The days when safety was the only function of a racing drivers helmet are long gone. Todays helmets are no longer just protective head gear but are used by drivers to display their own personal style and by sponsors as mobile billboards.
To combine style and sponsorship on one helmet is a tricky business and in Indianapolis Red Bull thought it was about time they paid tribute to the art of the helmet, and showcased the work of 23 of the worlds best helmet designers.
Graham Hill in the early 1960s was the first driver to personalise his helmet. He chose a design which incorporated white arrows on a black background - the emblem of his beloved Cambridge rowing club. Jackie Stewart quickly followed Hills lead and designed a patriotic helmet inspired by the tartan of his Scottish clan. These early forays into helmet design remained a private matter and owed more to the drivers personal taste than the demands of a sponsor.

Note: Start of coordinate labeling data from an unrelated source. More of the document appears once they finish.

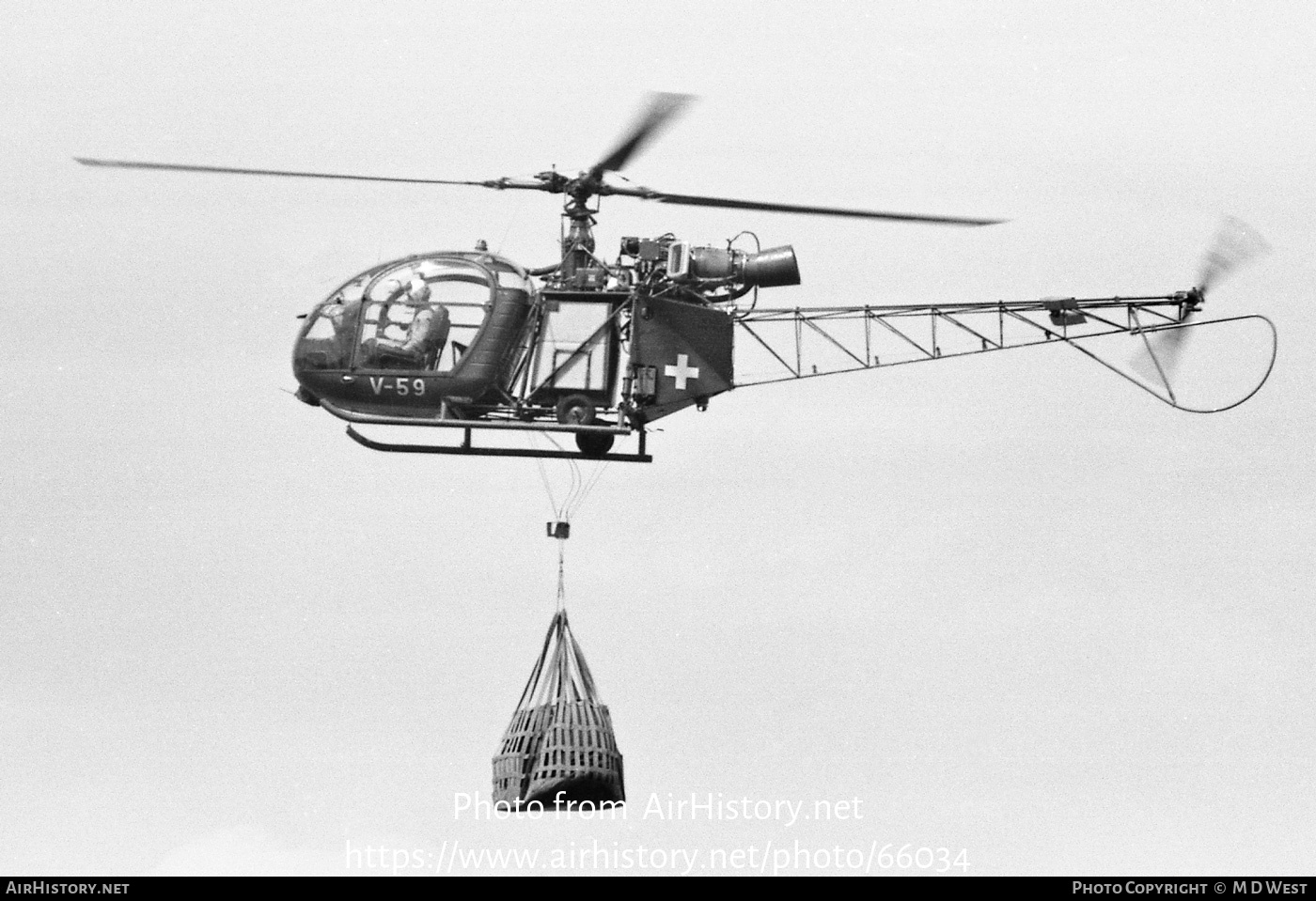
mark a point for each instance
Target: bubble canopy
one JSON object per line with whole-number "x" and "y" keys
{"x": 420, "y": 313}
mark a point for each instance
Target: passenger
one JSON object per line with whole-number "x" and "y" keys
{"x": 425, "y": 335}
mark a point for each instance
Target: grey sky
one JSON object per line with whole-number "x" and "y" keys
{"x": 1010, "y": 602}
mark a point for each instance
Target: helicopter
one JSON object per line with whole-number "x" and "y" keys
{"x": 476, "y": 342}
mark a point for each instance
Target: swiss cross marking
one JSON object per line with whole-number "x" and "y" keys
{"x": 682, "y": 371}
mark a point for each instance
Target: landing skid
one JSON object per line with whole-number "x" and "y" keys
{"x": 466, "y": 449}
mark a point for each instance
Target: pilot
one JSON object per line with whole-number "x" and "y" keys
{"x": 425, "y": 337}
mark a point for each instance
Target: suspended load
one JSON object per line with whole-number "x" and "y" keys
{"x": 559, "y": 747}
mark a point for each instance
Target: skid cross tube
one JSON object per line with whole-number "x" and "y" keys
{"x": 466, "y": 449}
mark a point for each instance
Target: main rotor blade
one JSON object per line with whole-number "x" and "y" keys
{"x": 229, "y": 170}
{"x": 660, "y": 111}
{"x": 694, "y": 200}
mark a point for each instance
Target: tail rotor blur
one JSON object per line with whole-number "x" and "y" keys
{"x": 1234, "y": 243}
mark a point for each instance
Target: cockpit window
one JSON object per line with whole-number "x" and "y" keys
{"x": 326, "y": 342}
{"x": 423, "y": 315}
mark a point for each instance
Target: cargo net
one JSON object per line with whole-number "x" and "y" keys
{"x": 558, "y": 749}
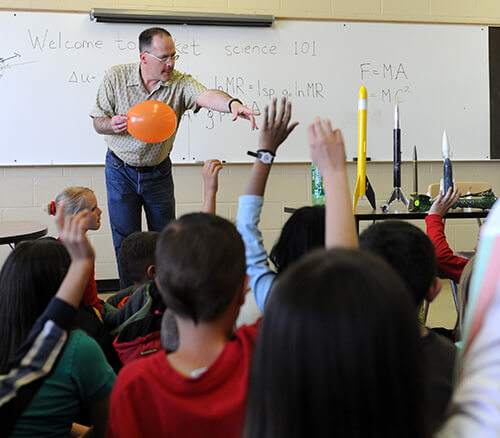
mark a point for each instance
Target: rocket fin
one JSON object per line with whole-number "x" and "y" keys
{"x": 355, "y": 196}
{"x": 370, "y": 194}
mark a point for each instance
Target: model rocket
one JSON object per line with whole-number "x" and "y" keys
{"x": 397, "y": 194}
{"x": 363, "y": 187}
{"x": 447, "y": 180}
{"x": 415, "y": 172}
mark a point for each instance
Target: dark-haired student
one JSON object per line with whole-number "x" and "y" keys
{"x": 411, "y": 254}
{"x": 139, "y": 319}
{"x": 305, "y": 229}
{"x": 200, "y": 389}
{"x": 448, "y": 264}
{"x": 40, "y": 354}
{"x": 337, "y": 353}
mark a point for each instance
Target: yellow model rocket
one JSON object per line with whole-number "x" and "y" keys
{"x": 363, "y": 187}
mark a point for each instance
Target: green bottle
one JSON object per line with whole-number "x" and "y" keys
{"x": 318, "y": 191}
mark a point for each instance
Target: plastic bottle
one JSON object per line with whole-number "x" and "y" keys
{"x": 318, "y": 192}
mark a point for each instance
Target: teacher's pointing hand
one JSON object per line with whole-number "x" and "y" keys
{"x": 239, "y": 110}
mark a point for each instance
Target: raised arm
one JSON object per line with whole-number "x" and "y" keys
{"x": 275, "y": 130}
{"x": 447, "y": 262}
{"x": 210, "y": 171}
{"x": 327, "y": 152}
{"x": 73, "y": 236}
{"x": 219, "y": 101}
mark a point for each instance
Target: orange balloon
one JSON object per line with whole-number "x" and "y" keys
{"x": 151, "y": 121}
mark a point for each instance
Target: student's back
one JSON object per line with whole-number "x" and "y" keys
{"x": 200, "y": 390}
{"x": 411, "y": 254}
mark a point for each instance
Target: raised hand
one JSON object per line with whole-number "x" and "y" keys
{"x": 210, "y": 171}
{"x": 276, "y": 127}
{"x": 72, "y": 233}
{"x": 326, "y": 146}
{"x": 442, "y": 204}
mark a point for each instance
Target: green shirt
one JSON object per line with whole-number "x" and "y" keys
{"x": 122, "y": 88}
{"x": 82, "y": 376}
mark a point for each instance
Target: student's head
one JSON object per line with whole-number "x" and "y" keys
{"x": 29, "y": 278}
{"x": 137, "y": 255}
{"x": 302, "y": 232}
{"x": 76, "y": 199}
{"x": 337, "y": 353}
{"x": 410, "y": 253}
{"x": 200, "y": 267}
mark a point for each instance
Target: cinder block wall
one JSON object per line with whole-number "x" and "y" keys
{"x": 25, "y": 190}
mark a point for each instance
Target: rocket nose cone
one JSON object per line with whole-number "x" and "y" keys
{"x": 445, "y": 145}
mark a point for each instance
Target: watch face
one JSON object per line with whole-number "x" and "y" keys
{"x": 266, "y": 157}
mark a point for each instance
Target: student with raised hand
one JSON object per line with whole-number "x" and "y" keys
{"x": 275, "y": 129}
{"x": 201, "y": 388}
{"x": 30, "y": 276}
{"x": 448, "y": 264}
{"x": 411, "y": 254}
{"x": 211, "y": 170}
{"x": 475, "y": 405}
{"x": 328, "y": 152}
{"x": 75, "y": 200}
{"x": 305, "y": 230}
{"x": 337, "y": 353}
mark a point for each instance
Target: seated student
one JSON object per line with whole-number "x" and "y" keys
{"x": 29, "y": 278}
{"x": 411, "y": 254}
{"x": 304, "y": 231}
{"x": 475, "y": 405}
{"x": 338, "y": 347}
{"x": 200, "y": 389}
{"x": 138, "y": 321}
{"x": 337, "y": 353}
{"x": 448, "y": 264}
{"x": 76, "y": 199}
{"x": 137, "y": 254}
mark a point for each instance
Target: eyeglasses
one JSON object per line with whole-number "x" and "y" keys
{"x": 172, "y": 58}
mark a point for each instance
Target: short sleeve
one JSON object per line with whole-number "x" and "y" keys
{"x": 192, "y": 89}
{"x": 105, "y": 102}
{"x": 91, "y": 372}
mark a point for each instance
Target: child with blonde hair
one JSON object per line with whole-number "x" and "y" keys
{"x": 76, "y": 199}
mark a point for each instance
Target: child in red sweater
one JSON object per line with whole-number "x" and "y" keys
{"x": 75, "y": 200}
{"x": 448, "y": 264}
{"x": 201, "y": 388}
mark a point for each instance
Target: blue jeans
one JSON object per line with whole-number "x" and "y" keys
{"x": 129, "y": 189}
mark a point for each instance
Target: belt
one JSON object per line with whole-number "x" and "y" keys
{"x": 136, "y": 168}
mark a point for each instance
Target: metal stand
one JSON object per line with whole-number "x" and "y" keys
{"x": 397, "y": 195}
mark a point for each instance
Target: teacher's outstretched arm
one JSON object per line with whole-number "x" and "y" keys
{"x": 219, "y": 101}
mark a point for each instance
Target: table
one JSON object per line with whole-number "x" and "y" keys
{"x": 377, "y": 215}
{"x": 13, "y": 232}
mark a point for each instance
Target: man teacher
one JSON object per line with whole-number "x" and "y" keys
{"x": 139, "y": 174}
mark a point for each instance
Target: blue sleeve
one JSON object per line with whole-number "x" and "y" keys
{"x": 247, "y": 221}
{"x": 38, "y": 361}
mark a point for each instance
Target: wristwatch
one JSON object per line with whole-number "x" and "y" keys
{"x": 263, "y": 155}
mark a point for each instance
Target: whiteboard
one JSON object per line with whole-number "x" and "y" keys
{"x": 52, "y": 63}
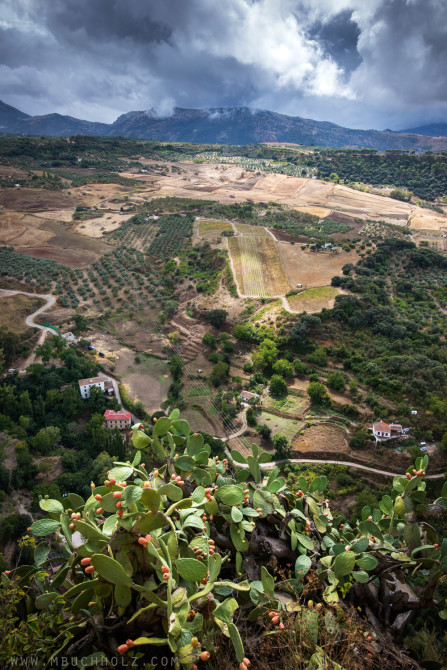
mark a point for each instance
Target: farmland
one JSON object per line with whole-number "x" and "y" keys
{"x": 171, "y": 236}
{"x": 313, "y": 300}
{"x": 212, "y": 229}
{"x": 257, "y": 266}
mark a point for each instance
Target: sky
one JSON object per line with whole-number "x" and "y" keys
{"x": 359, "y": 63}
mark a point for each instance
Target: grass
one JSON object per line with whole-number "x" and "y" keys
{"x": 289, "y": 405}
{"x": 287, "y": 427}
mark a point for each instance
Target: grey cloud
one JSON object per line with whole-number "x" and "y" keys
{"x": 376, "y": 63}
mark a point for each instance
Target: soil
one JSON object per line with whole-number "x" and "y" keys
{"x": 313, "y": 268}
{"x": 322, "y": 437}
{"x": 15, "y": 308}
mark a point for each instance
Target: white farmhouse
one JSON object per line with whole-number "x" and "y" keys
{"x": 86, "y": 384}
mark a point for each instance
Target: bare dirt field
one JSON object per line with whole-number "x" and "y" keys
{"x": 34, "y": 199}
{"x": 15, "y": 308}
{"x": 98, "y": 227}
{"x": 322, "y": 437}
{"x": 313, "y": 300}
{"x": 312, "y": 268}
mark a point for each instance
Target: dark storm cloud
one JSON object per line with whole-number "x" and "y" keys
{"x": 376, "y": 63}
{"x": 338, "y": 37}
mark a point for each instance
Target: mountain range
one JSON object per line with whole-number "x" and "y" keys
{"x": 221, "y": 125}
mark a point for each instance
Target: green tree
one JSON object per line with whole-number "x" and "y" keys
{"x": 282, "y": 447}
{"x": 336, "y": 381}
{"x": 278, "y": 387}
{"x": 209, "y": 340}
{"x": 318, "y": 394}
{"x": 283, "y": 368}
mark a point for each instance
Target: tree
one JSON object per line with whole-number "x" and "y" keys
{"x": 216, "y": 317}
{"x": 219, "y": 373}
{"x": 283, "y": 368}
{"x": 264, "y": 431}
{"x": 266, "y": 355}
{"x": 336, "y": 381}
{"x": 282, "y": 447}
{"x": 251, "y": 416}
{"x": 209, "y": 340}
{"x": 318, "y": 394}
{"x": 277, "y": 387}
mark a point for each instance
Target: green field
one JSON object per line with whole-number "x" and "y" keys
{"x": 287, "y": 427}
{"x": 289, "y": 405}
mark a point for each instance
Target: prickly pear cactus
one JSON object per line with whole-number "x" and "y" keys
{"x": 161, "y": 557}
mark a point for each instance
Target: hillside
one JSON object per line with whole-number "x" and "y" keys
{"x": 238, "y": 125}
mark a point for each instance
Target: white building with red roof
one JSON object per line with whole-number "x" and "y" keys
{"x": 121, "y": 420}
{"x": 386, "y": 431}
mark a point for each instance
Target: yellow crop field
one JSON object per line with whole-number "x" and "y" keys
{"x": 257, "y": 266}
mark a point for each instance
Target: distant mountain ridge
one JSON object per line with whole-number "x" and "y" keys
{"x": 432, "y": 129}
{"x": 220, "y": 125}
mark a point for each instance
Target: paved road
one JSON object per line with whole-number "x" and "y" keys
{"x": 315, "y": 461}
{"x": 49, "y": 302}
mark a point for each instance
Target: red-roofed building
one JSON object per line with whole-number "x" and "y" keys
{"x": 121, "y": 420}
{"x": 386, "y": 431}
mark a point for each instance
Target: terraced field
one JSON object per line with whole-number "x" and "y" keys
{"x": 257, "y": 266}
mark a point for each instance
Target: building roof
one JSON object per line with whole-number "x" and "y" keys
{"x": 382, "y": 426}
{"x": 248, "y": 395}
{"x": 111, "y": 415}
{"x": 92, "y": 380}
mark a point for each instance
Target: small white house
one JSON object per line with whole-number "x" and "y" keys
{"x": 86, "y": 384}
{"x": 248, "y": 396}
{"x": 386, "y": 431}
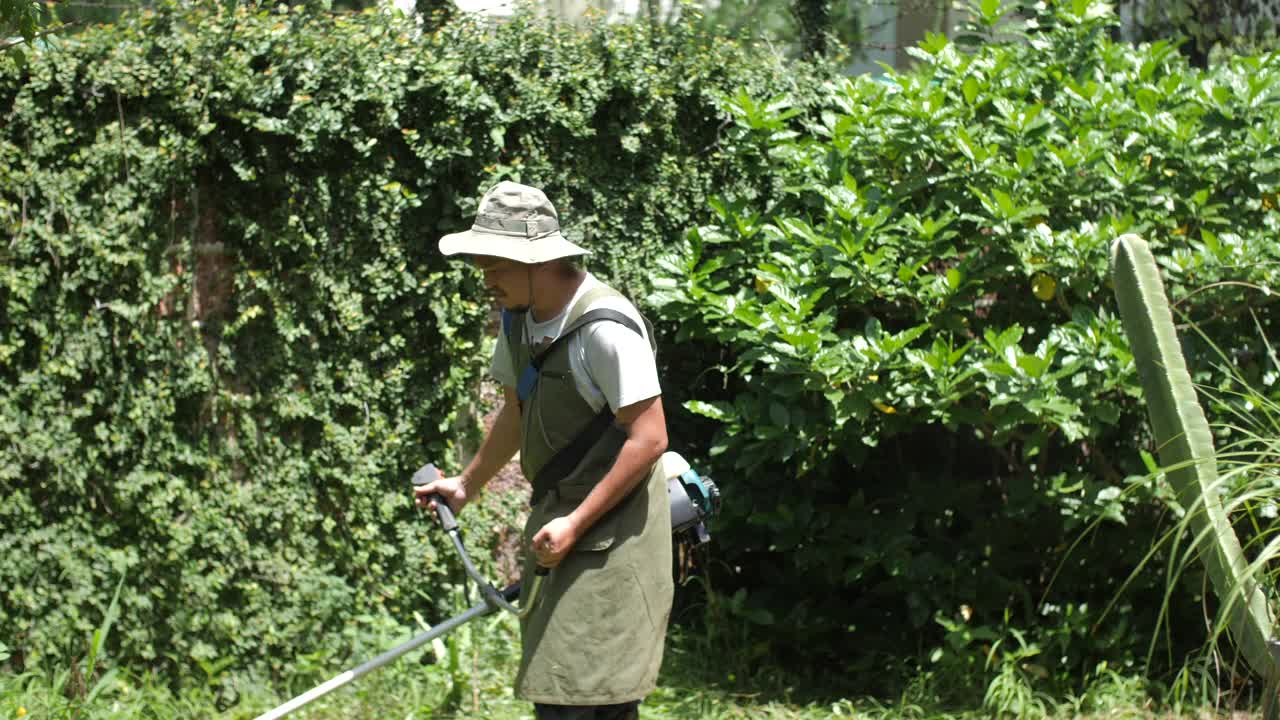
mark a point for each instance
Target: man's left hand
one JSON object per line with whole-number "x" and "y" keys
{"x": 554, "y": 541}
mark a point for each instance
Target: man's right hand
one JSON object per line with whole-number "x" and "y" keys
{"x": 452, "y": 490}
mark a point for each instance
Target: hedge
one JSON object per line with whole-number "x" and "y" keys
{"x": 912, "y": 361}
{"x": 225, "y": 335}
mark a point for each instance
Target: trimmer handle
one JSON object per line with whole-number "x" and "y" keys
{"x": 428, "y": 474}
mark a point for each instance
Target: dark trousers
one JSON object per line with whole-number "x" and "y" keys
{"x": 624, "y": 711}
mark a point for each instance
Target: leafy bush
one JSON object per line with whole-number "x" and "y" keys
{"x": 926, "y": 406}
{"x": 225, "y": 335}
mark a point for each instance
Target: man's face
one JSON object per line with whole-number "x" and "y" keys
{"x": 506, "y": 281}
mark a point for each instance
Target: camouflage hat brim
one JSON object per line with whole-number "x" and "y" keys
{"x": 521, "y": 249}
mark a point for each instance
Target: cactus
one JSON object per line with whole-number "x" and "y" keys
{"x": 1187, "y": 447}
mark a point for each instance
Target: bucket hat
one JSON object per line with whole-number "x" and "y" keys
{"x": 515, "y": 222}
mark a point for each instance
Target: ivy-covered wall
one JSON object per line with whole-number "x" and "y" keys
{"x": 225, "y": 335}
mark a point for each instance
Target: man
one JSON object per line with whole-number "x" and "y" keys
{"x": 583, "y": 406}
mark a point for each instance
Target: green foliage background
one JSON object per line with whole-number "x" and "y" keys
{"x": 225, "y": 335}
{"x": 227, "y": 338}
{"x": 920, "y": 391}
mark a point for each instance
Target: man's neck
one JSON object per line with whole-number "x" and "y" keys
{"x": 553, "y": 292}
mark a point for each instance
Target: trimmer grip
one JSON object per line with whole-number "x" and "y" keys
{"x": 428, "y": 474}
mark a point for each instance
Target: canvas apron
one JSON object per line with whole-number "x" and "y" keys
{"x": 595, "y": 636}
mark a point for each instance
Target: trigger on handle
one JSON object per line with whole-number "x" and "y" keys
{"x": 428, "y": 474}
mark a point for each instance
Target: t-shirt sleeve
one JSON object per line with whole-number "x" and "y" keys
{"x": 621, "y": 364}
{"x": 501, "y": 367}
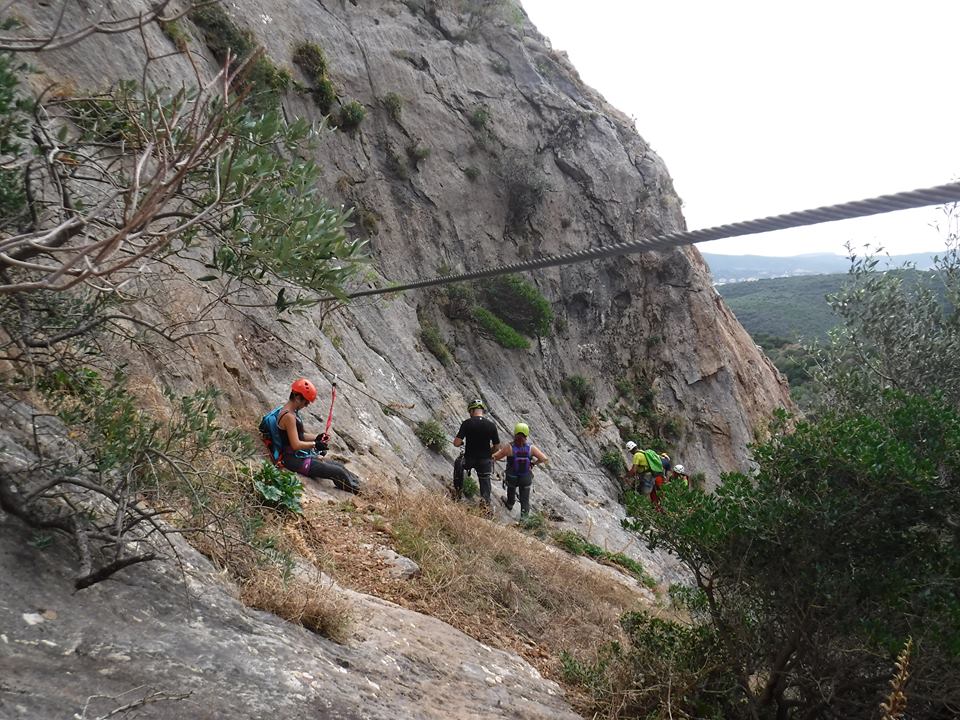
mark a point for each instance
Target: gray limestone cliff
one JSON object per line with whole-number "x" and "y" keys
{"x": 518, "y": 159}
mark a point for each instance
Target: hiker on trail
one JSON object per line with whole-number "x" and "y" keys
{"x": 647, "y": 468}
{"x": 301, "y": 455}
{"x": 482, "y": 440}
{"x": 521, "y": 458}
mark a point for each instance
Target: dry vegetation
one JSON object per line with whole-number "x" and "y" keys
{"x": 493, "y": 582}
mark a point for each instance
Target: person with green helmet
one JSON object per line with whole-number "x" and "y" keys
{"x": 482, "y": 440}
{"x": 521, "y": 458}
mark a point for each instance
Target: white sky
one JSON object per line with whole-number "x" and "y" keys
{"x": 765, "y": 107}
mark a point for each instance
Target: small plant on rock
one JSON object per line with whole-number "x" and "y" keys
{"x": 431, "y": 434}
{"x": 351, "y": 115}
{"x": 479, "y": 117}
{"x": 394, "y": 105}
{"x": 278, "y": 488}
{"x": 505, "y": 335}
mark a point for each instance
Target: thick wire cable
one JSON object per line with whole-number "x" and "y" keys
{"x": 908, "y": 200}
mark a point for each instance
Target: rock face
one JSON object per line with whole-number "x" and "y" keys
{"x": 521, "y": 159}
{"x": 151, "y": 633}
{"x": 517, "y": 158}
{"x": 173, "y": 632}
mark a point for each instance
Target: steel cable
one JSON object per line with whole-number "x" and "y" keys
{"x": 938, "y": 195}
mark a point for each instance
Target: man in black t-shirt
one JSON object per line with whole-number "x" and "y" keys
{"x": 482, "y": 441}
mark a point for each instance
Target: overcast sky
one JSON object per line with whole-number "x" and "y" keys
{"x": 765, "y": 107}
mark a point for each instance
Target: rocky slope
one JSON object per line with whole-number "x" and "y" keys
{"x": 548, "y": 166}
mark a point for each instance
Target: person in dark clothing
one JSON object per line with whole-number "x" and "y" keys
{"x": 521, "y": 458}
{"x": 481, "y": 439}
{"x": 301, "y": 455}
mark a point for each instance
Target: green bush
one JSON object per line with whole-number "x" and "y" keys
{"x": 394, "y": 105}
{"x": 13, "y": 123}
{"x": 479, "y": 117}
{"x": 351, "y": 115}
{"x": 612, "y": 460}
{"x": 418, "y": 152}
{"x": 505, "y": 335}
{"x": 576, "y": 544}
{"x": 470, "y": 487}
{"x": 519, "y": 304}
{"x": 434, "y": 342}
{"x": 174, "y": 31}
{"x": 278, "y": 488}
{"x": 312, "y": 60}
{"x": 263, "y": 80}
{"x": 431, "y": 434}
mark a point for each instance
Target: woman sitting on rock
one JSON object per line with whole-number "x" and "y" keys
{"x": 302, "y": 456}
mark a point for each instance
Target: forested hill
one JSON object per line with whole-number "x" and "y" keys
{"x": 738, "y": 268}
{"x": 794, "y": 307}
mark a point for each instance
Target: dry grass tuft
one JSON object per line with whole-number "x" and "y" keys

Niki Lauda became the first driver to recognise the commercial potential of helmet sponsorship when he emblazoned his trademark red helmet with the logo of a sponsor, Raiffeisenkasse. From this moment on drivers were keen to sell space on their helmets. Sponsorship driven design culminated with Mario Andrettis sponsorship coup in the 1980s. The Italian-American even persuaded the New York Stock Exchange to buy some space on his helmet.
This amateurish approach to design quickly began to dilute the value of helmet space and in the late 1980s Ayrton Senna decided to employ an artist to help him design his helmet. Senna teamed up with Sid Mosca and together they designed a helmet that incorporated sponsorship messages with the bright yellow and green of the Brazilian flag.
Designers were able to utilise the limited space on a helmet to greater effect and were, at the same time, able to incorporate the individuality of the driver into the helmets design. All drivers racing today wear specially commissioned helmets. Michael Schumacher - ever the family man - asked Germanys helmet whiz Jens Munser to put the names of his loved ones in Chinese letters on the four corners of his helmets windshield.
But it was down to Red Bull and its marketing machinery to push the design of helmets for their drivers to a new level. At the exhibition the Red Bull icon was shown in every possible variation stampeding around the helmets of the Red Bull drivers: in glitter, in high gloss and in silk finish. Now all that remains to be seen is whether those Red Bulls will stampede onto the podium again.